IQR = interquartile range; PSA = prostate-specific antigen; MRI = magnetic resonance imaging; PI-RADS = Prostate Imaging-Reporting and Data System; ISUP = International Society of Urological Pathology; SUVmax = maximum standardized uptake value.

Fig. 1

ISUP grade groups by prostate-specific membrane antigen SUVmax threshold for PI-RADS 1–3 and 4–5 groups. Numbers within the bars denote the number of patients. ISUP = International Society of Urological Pathology; PI-RADS = Prostate Imaging-Reporting and Data System; SUVmax = maximum standardized uptake value.

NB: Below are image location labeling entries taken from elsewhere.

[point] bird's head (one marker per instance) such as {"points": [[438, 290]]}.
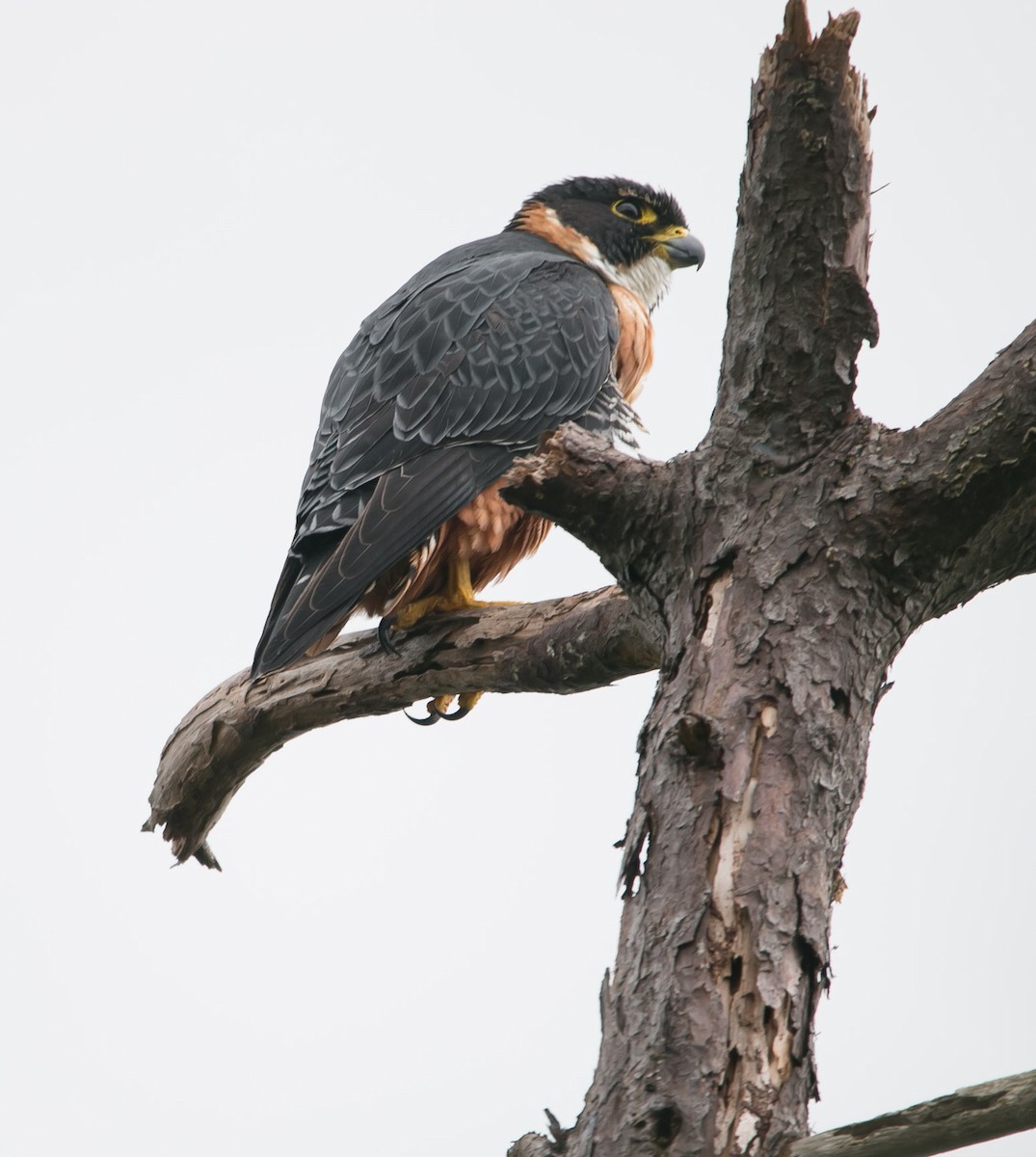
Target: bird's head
{"points": [[631, 234]]}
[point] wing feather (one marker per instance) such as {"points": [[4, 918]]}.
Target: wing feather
{"points": [[456, 375]]}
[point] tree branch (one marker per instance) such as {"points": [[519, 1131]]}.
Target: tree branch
{"points": [[560, 646], [798, 309], [965, 1117], [961, 489], [617, 504]]}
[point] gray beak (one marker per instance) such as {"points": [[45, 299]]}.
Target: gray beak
{"points": [[683, 252]]}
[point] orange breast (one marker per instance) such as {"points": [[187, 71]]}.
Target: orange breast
{"points": [[490, 532]]}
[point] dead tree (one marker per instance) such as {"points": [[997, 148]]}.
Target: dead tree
{"points": [[771, 576]]}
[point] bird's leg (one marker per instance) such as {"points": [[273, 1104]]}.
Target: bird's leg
{"points": [[458, 596], [438, 709]]}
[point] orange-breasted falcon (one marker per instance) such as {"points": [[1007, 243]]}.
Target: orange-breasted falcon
{"points": [[453, 377]]}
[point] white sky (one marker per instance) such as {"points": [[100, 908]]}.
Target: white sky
{"points": [[405, 948]]}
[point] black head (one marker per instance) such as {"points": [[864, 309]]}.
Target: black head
{"points": [[625, 220]]}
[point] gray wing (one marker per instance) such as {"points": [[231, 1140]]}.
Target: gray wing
{"points": [[443, 387]]}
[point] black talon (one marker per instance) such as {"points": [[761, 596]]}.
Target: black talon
{"points": [[387, 646], [433, 716]]}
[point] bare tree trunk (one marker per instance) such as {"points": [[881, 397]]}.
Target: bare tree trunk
{"points": [[794, 552], [774, 573]]}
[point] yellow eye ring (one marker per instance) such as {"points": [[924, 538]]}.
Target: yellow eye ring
{"points": [[629, 209]]}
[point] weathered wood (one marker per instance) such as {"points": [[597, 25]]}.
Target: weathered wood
{"points": [[560, 646], [773, 573], [983, 1112]]}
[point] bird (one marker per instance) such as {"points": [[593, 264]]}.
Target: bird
{"points": [[458, 374]]}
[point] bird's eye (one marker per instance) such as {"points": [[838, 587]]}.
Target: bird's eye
{"points": [[629, 209]]}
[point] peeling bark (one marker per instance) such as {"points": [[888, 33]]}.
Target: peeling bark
{"points": [[983, 1112], [560, 647], [773, 574]]}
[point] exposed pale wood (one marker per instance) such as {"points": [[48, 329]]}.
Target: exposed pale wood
{"points": [[561, 646], [773, 574], [965, 1117]]}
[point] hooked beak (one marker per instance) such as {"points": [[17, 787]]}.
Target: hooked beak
{"points": [[682, 252]]}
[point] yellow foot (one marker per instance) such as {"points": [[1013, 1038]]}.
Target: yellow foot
{"points": [[439, 709]]}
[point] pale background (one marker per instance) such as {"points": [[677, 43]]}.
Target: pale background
{"points": [[404, 952]]}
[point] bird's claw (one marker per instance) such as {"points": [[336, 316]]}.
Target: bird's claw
{"points": [[438, 710]]}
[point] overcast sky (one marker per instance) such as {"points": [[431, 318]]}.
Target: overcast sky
{"points": [[405, 948]]}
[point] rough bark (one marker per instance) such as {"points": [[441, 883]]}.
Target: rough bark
{"points": [[774, 572], [562, 646], [983, 1112]]}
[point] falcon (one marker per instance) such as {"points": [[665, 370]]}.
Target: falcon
{"points": [[459, 373]]}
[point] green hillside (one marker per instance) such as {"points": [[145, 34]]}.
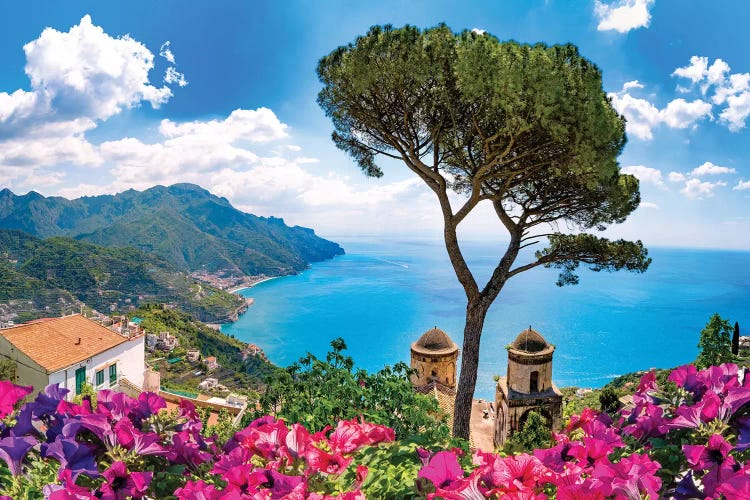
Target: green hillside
{"points": [[184, 224], [45, 271]]}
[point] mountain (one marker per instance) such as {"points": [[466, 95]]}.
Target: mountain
{"points": [[58, 274], [182, 223]]}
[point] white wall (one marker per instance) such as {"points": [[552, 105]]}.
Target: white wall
{"points": [[129, 357]]}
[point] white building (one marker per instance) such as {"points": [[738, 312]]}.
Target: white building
{"points": [[70, 351]]}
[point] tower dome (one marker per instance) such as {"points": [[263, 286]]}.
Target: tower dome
{"points": [[530, 341], [434, 341], [434, 356]]}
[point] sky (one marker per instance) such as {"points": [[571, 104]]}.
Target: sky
{"points": [[100, 97]]}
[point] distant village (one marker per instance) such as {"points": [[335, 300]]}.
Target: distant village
{"points": [[116, 353]]}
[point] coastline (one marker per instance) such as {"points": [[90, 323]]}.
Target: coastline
{"points": [[250, 285]]}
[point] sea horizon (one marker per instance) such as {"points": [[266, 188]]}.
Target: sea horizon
{"points": [[382, 295]]}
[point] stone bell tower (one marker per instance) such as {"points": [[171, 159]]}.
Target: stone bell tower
{"points": [[528, 386], [434, 357]]}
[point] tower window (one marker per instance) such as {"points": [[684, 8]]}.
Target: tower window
{"points": [[534, 382]]}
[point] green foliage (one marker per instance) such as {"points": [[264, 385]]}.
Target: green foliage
{"points": [[318, 392], [736, 339], [246, 374], [46, 270], [567, 251], [527, 128], [609, 402], [7, 369], [715, 343], [393, 468], [534, 434], [183, 224]]}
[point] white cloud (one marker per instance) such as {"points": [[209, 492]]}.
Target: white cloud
{"points": [[634, 84], [171, 75], [645, 174], [729, 89], [78, 79], [696, 189], [623, 15], [709, 168], [695, 71], [677, 177], [86, 72], [737, 111], [166, 52], [642, 116], [680, 113]]}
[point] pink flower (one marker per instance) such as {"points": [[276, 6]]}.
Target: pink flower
{"points": [[10, 394], [629, 478], [442, 470], [198, 490], [714, 457], [348, 436], [512, 474], [327, 463], [737, 485], [121, 484]]}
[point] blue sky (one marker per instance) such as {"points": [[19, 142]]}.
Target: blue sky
{"points": [[99, 97]]}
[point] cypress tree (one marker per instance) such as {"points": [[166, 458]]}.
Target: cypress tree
{"points": [[736, 339]]}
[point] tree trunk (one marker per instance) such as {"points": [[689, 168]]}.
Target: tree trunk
{"points": [[467, 381]]}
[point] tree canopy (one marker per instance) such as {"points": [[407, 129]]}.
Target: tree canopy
{"points": [[526, 128], [715, 343]]}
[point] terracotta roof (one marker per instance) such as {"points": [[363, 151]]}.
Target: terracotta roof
{"points": [[56, 343], [434, 341], [530, 341]]}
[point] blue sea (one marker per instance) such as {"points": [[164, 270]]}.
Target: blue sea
{"points": [[383, 294]]}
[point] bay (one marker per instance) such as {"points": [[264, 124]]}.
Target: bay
{"points": [[383, 294]]}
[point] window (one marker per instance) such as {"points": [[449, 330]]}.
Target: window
{"points": [[534, 382], [80, 379]]}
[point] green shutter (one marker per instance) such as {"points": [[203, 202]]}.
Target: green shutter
{"points": [[80, 379]]}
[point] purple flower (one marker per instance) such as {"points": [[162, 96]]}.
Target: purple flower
{"points": [[14, 449], [101, 427], [73, 456], [148, 404], [47, 401], [186, 451], [687, 377], [143, 443], [743, 433], [442, 470], [692, 417], [736, 485], [686, 488], [10, 394], [714, 457], [24, 424], [121, 484]]}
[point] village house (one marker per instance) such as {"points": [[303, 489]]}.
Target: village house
{"points": [[208, 384], [71, 351], [210, 362], [167, 342]]}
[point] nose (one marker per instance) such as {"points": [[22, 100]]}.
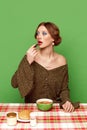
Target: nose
{"points": [[39, 36]]}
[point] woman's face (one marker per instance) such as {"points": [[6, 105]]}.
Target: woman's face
{"points": [[43, 37]]}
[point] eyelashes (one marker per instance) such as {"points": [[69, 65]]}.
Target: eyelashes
{"points": [[43, 33]]}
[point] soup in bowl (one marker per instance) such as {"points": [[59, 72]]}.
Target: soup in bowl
{"points": [[44, 104]]}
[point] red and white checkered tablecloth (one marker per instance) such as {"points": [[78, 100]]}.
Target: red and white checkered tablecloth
{"points": [[55, 119]]}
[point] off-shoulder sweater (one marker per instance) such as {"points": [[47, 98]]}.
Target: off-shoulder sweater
{"points": [[35, 82]]}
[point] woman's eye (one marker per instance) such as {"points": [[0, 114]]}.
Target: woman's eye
{"points": [[44, 33], [37, 33]]}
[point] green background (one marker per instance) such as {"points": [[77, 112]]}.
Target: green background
{"points": [[18, 21]]}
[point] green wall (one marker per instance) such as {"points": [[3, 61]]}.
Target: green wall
{"points": [[18, 21]]}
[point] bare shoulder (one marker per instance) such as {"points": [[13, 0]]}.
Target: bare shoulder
{"points": [[61, 60]]}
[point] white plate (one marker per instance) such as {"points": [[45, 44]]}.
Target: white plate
{"points": [[22, 120], [18, 119]]}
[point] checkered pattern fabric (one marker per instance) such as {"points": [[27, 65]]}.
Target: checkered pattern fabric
{"points": [[55, 119]]}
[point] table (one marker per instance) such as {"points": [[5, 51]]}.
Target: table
{"points": [[55, 119]]}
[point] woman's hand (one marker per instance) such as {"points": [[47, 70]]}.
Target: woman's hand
{"points": [[31, 54], [68, 107]]}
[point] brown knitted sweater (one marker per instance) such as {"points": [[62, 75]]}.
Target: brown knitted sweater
{"points": [[34, 82]]}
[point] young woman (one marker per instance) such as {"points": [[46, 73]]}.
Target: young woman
{"points": [[43, 73]]}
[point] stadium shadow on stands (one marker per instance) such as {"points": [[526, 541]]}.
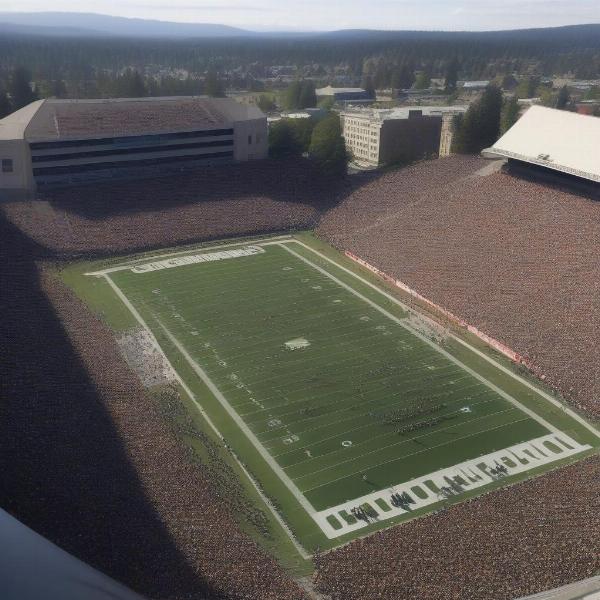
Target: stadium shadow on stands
{"points": [[64, 471], [286, 180]]}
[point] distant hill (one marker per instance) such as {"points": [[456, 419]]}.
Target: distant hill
{"points": [[62, 24], [74, 24]]}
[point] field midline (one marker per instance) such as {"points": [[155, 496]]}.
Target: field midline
{"points": [[331, 481], [438, 394], [258, 338], [401, 387], [362, 390], [254, 343], [233, 306], [387, 407], [222, 400], [347, 431], [409, 327], [411, 311], [355, 401], [254, 346], [399, 443], [332, 424]]}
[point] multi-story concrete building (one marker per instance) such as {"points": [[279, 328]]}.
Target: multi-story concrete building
{"points": [[343, 94], [52, 142], [378, 137]]}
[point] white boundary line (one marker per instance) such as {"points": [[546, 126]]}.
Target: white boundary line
{"points": [[283, 241], [488, 359], [197, 249], [425, 339], [192, 396]]}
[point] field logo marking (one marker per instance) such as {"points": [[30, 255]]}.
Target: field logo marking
{"points": [[479, 353], [284, 242], [424, 338], [192, 396], [191, 259]]}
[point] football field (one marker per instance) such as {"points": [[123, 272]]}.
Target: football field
{"points": [[339, 396]]}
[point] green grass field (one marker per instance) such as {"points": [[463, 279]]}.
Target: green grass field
{"points": [[328, 391]]}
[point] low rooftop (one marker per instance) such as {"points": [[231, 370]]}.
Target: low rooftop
{"points": [[403, 112], [53, 119]]}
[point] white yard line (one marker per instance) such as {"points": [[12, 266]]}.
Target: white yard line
{"points": [[425, 339], [192, 396], [284, 241], [240, 423], [528, 451], [198, 249], [479, 353]]}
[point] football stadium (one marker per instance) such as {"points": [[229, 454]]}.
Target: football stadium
{"points": [[243, 385]]}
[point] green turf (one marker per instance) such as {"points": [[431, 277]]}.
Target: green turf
{"points": [[363, 378], [360, 370]]}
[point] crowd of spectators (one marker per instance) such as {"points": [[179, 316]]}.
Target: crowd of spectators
{"points": [[515, 258], [211, 203], [88, 461], [514, 542], [98, 470]]}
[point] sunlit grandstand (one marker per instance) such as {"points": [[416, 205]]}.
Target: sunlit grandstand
{"points": [[253, 380]]}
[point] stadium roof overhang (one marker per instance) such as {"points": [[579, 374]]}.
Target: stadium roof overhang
{"points": [[554, 139]]}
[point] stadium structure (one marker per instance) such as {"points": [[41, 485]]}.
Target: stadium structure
{"points": [[267, 384], [556, 144], [52, 141]]}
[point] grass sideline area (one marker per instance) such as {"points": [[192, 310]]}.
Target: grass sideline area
{"points": [[316, 383]]}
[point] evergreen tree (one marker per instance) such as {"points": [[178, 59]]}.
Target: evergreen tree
{"points": [[213, 86], [510, 114], [451, 76], [527, 87], [5, 108], [307, 97], [423, 81], [20, 88], [563, 98], [265, 103], [327, 146], [368, 86], [282, 140], [479, 128], [291, 99]]}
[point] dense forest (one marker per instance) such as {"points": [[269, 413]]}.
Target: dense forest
{"points": [[89, 65]]}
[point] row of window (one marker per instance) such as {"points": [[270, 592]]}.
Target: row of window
{"points": [[130, 139], [71, 169], [121, 151]]}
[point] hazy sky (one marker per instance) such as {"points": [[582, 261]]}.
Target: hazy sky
{"points": [[339, 14]]}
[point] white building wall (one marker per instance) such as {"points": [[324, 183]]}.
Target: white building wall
{"points": [[250, 139], [20, 177], [362, 136]]}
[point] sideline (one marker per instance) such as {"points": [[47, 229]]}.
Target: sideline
{"points": [[197, 249], [425, 339], [479, 353], [299, 548]]}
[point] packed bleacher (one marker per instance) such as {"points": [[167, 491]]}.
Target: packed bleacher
{"points": [[210, 203], [510, 543], [88, 461], [515, 258]]}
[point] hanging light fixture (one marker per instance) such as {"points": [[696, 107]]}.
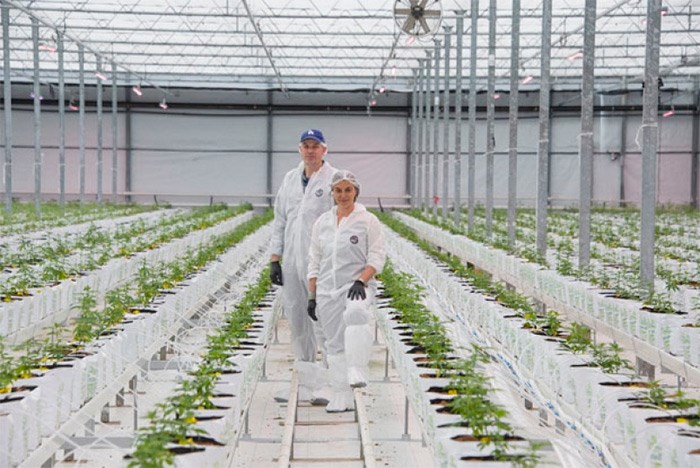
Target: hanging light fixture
{"points": [[576, 55], [48, 47]]}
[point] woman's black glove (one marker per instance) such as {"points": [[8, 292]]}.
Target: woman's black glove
{"points": [[276, 273], [311, 310], [357, 291]]}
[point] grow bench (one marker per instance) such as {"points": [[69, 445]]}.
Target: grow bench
{"points": [[557, 380], [659, 340], [72, 396]]}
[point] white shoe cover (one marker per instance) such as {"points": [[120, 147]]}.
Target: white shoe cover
{"points": [[341, 401], [342, 398]]}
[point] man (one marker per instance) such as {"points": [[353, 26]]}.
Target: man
{"points": [[303, 196]]}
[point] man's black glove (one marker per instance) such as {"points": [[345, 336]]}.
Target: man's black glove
{"points": [[311, 310], [357, 291], [276, 273]]}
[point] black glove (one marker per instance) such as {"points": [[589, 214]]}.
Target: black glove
{"points": [[276, 273], [311, 310], [357, 291]]}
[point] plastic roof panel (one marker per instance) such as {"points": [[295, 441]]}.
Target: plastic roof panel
{"points": [[341, 44]]}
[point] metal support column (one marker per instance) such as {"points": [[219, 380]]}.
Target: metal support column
{"points": [[471, 162], [114, 132], [458, 120], [650, 138], [269, 151], [543, 146], [695, 152], [61, 121], [81, 118], [513, 103], [623, 143], [37, 118], [420, 130], [7, 101], [446, 123], [413, 154], [127, 146], [98, 101], [435, 125], [428, 120], [490, 117], [586, 142]]}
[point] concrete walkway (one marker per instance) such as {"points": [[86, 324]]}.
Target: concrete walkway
{"points": [[320, 435]]}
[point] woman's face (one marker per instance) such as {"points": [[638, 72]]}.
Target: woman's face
{"points": [[344, 193]]}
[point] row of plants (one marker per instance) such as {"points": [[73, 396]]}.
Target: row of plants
{"points": [[615, 236], [51, 263], [173, 422], [33, 357], [613, 283], [23, 217], [468, 392], [23, 319], [89, 374], [594, 386]]}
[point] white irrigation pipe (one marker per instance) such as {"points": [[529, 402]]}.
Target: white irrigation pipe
{"points": [[366, 447], [287, 451]]}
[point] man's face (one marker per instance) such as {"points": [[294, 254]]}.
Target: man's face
{"points": [[312, 152]]}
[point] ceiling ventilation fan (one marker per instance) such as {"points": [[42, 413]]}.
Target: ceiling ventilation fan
{"points": [[418, 18]]}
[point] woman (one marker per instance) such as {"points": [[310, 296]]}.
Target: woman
{"points": [[347, 250]]}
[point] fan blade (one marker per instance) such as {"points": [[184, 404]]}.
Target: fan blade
{"points": [[424, 24], [409, 24]]}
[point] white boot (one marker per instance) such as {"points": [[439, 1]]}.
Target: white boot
{"points": [[358, 341], [343, 398], [315, 377]]}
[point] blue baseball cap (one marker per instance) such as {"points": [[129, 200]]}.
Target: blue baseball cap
{"points": [[313, 134]]}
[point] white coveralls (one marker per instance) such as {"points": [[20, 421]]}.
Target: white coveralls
{"points": [[296, 210], [338, 255]]}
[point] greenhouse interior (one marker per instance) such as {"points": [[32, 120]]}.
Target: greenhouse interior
{"points": [[527, 172]]}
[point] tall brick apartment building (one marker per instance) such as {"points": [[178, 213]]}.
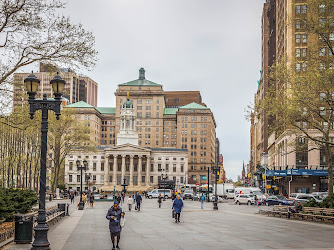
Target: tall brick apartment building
{"points": [[164, 119]]}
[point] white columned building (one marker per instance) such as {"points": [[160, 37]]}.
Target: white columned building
{"points": [[141, 167]]}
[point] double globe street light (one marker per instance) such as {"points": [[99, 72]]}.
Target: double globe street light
{"points": [[44, 104], [80, 167]]}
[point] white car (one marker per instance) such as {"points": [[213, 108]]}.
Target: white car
{"points": [[244, 199], [156, 192]]}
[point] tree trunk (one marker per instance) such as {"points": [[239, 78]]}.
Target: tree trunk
{"points": [[330, 168]]}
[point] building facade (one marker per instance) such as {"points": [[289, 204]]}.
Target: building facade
{"points": [[141, 167], [191, 127], [285, 34]]}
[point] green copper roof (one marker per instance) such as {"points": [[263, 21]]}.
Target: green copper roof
{"points": [[170, 111], [128, 104], [104, 110], [141, 81], [80, 104], [193, 105]]}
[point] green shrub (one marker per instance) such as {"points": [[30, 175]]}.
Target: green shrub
{"points": [[14, 201]]}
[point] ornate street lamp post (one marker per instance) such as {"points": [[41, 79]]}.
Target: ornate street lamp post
{"points": [[32, 82], [215, 169], [79, 167], [164, 178]]}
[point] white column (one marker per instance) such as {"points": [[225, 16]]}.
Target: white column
{"points": [[140, 165], [123, 167], [131, 170], [114, 177], [148, 167]]}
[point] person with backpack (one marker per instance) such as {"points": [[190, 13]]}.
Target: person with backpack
{"points": [[91, 200], [129, 202], [177, 207], [114, 216], [138, 201], [202, 201], [160, 200]]}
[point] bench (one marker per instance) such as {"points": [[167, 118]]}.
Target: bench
{"points": [[308, 213], [53, 215], [280, 210]]}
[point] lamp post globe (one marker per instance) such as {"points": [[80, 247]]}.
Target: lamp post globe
{"points": [[31, 82]]}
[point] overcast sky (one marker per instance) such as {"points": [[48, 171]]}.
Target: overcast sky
{"points": [[213, 46]]}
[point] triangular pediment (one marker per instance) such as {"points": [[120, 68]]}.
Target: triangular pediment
{"points": [[127, 148]]}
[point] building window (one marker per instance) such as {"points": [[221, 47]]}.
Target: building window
{"points": [[297, 38]]}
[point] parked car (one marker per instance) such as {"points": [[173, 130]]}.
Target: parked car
{"points": [[244, 199], [321, 194], [188, 194], [302, 198], [278, 200], [294, 195], [155, 193]]}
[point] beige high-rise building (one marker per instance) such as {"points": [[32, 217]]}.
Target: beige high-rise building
{"points": [[77, 88], [189, 126], [284, 34]]}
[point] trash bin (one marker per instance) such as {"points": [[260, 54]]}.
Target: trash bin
{"points": [[62, 207], [23, 228]]}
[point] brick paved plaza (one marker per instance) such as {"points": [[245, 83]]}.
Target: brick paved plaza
{"points": [[231, 227]]}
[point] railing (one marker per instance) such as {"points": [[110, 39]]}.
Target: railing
{"points": [[7, 235]]}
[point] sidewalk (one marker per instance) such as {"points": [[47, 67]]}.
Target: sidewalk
{"points": [[230, 227]]}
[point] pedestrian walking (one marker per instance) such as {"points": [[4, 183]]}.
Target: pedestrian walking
{"points": [[72, 198], [84, 198], [202, 201], [119, 199], [256, 201], [160, 200], [114, 216], [88, 197], [123, 196], [91, 200], [130, 202], [177, 207], [138, 201]]}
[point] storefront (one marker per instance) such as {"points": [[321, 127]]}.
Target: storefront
{"points": [[297, 181]]}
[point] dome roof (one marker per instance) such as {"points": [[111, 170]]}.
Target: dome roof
{"points": [[128, 104]]}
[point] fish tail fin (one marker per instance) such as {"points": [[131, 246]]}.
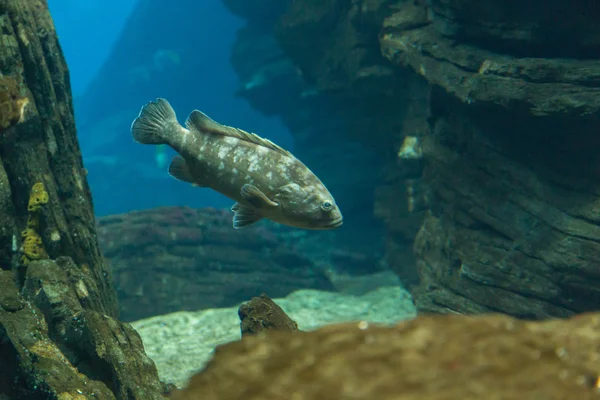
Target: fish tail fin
{"points": [[155, 124]]}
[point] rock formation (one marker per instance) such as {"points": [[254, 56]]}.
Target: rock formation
{"points": [[511, 153], [177, 258], [485, 115], [319, 67], [486, 357], [59, 336]]}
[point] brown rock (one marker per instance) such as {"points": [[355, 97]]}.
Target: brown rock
{"points": [[178, 258], [431, 357], [511, 154], [59, 336], [261, 313]]}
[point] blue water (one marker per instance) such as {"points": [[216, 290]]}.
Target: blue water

In the PRIMARY trial, the specificity for detection of GG ≥2 was 50% for SUVmax ≥4 alone and 40% when combined with MRI. These specificity results are lower than the 57% and 70%, respectively, in our analysis [3]. The specificity increases to 96% and 97%, respectively, when a threshold of 8 is applied to our data. Unlike the PRIMARY trial, patients underwent PSMA PET/CT after their diagnosis of PCa, resulting in possible overestimation of the predictive accuracy [3].

Initiation of treatment for suspicion of PCa without histological confirmation remains controversial. Performing initial PSMA PET/CT in all patients to decide on the indication for biopsy would not be cost-effective. However, in a select group with high risk of csPCa, upfront PSMA may be performed and biopsy may be omitted if the clinical characteristics and imaging are highly suggestive. However, biopsy may provide more information than ISUP GG only, including specific tumor characteristics, any need for DNA testing, and useful data for planning radical or focal surgery.

Further research will focus on a model that combines prebiopsy parameters, possibly with the PRIMARY score [4], for accurate prediction of csPCa. Only then could treatment without histological confirmation be considered for selected patients.

: The authors have nothing to disclose.